Awakenings is wonderful.
Despite being a prominent director throughout the 80's and 90's, surprisingly, Penny Marshall seemed to hang up her boots after 2001's Driving in Cars with Boys. To be fair, her films always had a cloying or whimsical tinge to them and her last few movies didn't reach the enjoyable heights of her earlier work like A League of Their Own and Big but she always showed promise as a director - with Awakenings, arguably, being her most accomplished work.
In 1969, Dr. Malcolm Sayer (Robin Williams) takes a Neurology position in a Brooklyn Psychiatric hospital where he finds patients that have been in a catatonic state for decades due to a condition known as post-encephalitis. With further investigation, he focuses on Leonard Lowe (Robert DeNiro) and begins to prescribe a drug called L-Dopa. Miraculously, Leonard responds to the drug, awakes from his "sleepy-disease" and begins to move, talk and embrace life once more.
Based on the true life events depicted in Dr. Oliver Sacks' novel of the same name, Marshall has a solid handling of the material. Steven Zaillian's script has a good balance of humour and pathos and an all-important sensitivity to the characters while Marshall is aided with a wonderful cast where she's able to tease out heartfelt, powerful performances.
Even the relative unknowns bring something to the table but, ultimately, it's the two major players who shine brightest: Robin Williams brings real humanity to his excruciatingly shy doctor while DeNiro is a tic-ridden, tour-de-force as his patient and delivers one of his very best, and heartbreaking, performances.
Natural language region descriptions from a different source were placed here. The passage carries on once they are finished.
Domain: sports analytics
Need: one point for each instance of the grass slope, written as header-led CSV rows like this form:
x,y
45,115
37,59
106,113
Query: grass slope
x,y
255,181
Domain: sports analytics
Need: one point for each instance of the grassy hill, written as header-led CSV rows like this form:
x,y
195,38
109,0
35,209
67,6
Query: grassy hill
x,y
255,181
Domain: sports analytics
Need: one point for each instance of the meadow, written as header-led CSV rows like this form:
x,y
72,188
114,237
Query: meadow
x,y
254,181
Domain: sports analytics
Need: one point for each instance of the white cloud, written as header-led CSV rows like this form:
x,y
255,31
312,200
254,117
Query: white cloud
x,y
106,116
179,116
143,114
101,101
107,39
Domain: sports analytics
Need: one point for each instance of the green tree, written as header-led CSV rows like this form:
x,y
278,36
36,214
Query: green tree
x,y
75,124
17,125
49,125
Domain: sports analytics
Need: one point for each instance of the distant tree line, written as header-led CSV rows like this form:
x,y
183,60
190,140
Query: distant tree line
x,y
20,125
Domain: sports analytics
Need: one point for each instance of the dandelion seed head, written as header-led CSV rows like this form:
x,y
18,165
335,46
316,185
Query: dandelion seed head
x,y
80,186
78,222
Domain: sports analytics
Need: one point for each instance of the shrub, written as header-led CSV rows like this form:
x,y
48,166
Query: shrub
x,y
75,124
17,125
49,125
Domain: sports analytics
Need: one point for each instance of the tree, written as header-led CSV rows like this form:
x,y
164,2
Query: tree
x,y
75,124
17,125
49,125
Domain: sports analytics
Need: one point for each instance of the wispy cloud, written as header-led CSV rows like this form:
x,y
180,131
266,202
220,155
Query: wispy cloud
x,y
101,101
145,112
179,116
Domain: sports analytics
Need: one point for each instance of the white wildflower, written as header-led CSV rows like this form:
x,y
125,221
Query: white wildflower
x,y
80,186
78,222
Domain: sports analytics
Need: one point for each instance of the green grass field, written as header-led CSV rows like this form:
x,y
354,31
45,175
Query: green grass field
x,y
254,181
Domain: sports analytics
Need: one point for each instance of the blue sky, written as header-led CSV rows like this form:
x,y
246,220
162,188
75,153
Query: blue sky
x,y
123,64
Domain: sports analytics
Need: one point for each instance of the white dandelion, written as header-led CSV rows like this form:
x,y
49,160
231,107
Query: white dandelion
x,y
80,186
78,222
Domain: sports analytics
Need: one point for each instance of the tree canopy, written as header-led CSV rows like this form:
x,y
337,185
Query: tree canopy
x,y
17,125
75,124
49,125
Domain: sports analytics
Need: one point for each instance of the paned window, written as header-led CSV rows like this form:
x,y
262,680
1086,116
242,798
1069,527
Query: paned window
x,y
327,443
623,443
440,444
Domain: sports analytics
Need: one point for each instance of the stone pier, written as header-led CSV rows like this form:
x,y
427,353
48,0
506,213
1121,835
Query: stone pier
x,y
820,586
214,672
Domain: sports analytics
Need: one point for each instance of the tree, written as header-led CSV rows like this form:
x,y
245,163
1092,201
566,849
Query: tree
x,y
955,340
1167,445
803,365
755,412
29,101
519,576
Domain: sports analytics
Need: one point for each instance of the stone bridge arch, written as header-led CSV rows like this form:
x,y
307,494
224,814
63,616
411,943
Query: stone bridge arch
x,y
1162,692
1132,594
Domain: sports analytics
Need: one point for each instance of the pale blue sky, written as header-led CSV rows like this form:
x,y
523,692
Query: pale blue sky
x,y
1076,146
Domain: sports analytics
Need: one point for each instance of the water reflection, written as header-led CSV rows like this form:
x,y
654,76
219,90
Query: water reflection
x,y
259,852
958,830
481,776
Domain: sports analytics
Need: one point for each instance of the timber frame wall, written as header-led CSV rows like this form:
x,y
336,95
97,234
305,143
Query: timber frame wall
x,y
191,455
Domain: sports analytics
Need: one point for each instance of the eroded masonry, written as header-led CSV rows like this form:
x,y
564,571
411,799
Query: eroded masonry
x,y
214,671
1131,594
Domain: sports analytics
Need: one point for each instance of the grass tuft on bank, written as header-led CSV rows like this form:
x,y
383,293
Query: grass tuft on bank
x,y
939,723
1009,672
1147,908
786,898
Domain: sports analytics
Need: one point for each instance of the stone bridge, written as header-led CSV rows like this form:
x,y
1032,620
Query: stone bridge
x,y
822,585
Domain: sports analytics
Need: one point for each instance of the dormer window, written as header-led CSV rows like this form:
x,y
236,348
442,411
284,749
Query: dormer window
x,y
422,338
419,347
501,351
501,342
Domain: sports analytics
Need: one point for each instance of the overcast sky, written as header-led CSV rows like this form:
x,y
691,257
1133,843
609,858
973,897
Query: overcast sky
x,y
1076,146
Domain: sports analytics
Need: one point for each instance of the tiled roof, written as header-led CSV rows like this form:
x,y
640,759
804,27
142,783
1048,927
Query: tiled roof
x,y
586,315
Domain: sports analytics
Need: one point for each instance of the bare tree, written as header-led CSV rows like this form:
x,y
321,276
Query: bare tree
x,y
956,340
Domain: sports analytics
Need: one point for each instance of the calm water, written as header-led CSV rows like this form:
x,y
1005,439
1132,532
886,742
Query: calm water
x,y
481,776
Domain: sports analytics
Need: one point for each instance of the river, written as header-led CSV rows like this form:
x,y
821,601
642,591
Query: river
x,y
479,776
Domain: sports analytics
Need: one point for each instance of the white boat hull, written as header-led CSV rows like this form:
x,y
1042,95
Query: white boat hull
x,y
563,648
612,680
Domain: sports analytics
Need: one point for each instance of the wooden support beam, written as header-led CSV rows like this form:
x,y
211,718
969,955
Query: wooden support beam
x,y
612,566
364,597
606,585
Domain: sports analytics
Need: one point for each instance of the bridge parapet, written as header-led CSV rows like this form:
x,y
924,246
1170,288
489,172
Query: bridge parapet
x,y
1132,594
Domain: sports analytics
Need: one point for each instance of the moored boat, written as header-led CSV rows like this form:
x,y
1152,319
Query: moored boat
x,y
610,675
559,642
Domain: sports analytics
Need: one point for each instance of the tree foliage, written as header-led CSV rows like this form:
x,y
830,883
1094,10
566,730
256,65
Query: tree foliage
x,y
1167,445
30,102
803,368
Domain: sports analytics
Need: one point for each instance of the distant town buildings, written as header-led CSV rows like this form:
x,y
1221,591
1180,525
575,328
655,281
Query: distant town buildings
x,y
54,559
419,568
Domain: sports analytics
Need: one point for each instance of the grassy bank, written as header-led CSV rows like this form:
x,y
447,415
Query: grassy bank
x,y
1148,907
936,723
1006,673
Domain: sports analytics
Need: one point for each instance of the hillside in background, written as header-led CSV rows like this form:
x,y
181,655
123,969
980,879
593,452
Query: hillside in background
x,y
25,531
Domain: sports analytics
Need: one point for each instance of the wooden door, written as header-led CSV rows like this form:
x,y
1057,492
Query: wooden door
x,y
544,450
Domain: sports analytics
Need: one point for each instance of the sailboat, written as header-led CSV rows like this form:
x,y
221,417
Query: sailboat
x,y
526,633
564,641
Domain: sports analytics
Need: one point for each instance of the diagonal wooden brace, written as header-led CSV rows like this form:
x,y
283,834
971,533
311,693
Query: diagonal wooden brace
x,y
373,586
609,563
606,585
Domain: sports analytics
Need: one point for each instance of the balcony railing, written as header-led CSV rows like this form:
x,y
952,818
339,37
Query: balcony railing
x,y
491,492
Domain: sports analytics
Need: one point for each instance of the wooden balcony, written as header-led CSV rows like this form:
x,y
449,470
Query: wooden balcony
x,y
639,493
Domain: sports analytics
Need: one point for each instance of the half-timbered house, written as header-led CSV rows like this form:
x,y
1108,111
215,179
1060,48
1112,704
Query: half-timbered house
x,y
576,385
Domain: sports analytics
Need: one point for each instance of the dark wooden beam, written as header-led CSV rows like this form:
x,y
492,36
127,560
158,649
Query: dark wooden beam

It would not be out of place to argue both actors deliver some career best work here. Williams plays it absolutely straight and resists any urge to wisecrack or improvise while DeNiro is simply astonishing. You can watch him, fully informed of his acting prowess, yet he still manages to convince you that his involuntary movements and speech patterns aren't for real. DeNiro was rightly awarded with an Oscar nomination for his work but why he didn't win is beyond me. In fact, it must have been a frustrating year for him at the Academy Awards in 1991. He lost the Best Actor award to Jeremy Irons in Reversal of Fortune but this was the same year that one of DeNiro's best films - Goodfellas - would be overlooked and his good friend Martin Scorsese also ignored for Best Director. On reflection (although not unsurprising) the Academy made a number of mistakes but there's no doubt in my mind that DeNiro took the brunt of it and thoroughly deserved more for his output that year. His work as Leonard Lowe is truly captivating and epitomises the sheer breadth that DeNiro is capable of. Actors embodying a disability or medical condition tend to be Oscar bait with the likes of Dustin Hoffman (Rain Man), Tom Hanks (Forrest Gump) notably winning the Academy over. As good as they were, DeNiro's performance is even better than those and the only exception that just might overshadow them all is Daniel Day-Lewis in My Left Foot.
Despite my admiration, Awakenings has come in for some criticism. In particular, a forced sentimentality has been found by many. I suppose this will depend on the individual viewer and in a sense I can see why they might think that. However, I found the sentimentality to be well judged and the performances balanced and authentic. That said, there's no denying it's ability to bring on the water works. It's hard to keep a dry eye (especially with the help of Randy Newman beautifully pitched score) but I, personally, didn't see this as being overly sentimental but more about it having the ability to relate and draw you into it's very personal and tragic story. And what a story it is. Admittedly, I never read the late Dr. Sacks' novel on which it's based but I did read his memoirs and case studies told in The Man Who Mistook His Wife for a Hat and that, like Awakenings, was a book of medical revelations and anomalies that are nothing short of fascinating.
Powerful and affecting, Awakenings is a film that captures the heart and triumph of the human spirit to it's empathic core. It also provides two exceptionally excellent performances from Williams and, especially, DeNiro. It's through these captivating performances that we are allowed access to the wonder and bewilderment of human conditions and Penny Marshall's delicate handling brings it to the fore.
A genuine treat from the early 90's that possesses one of Williams' strongest dramatic roles and one of DeNiro's last truly committed.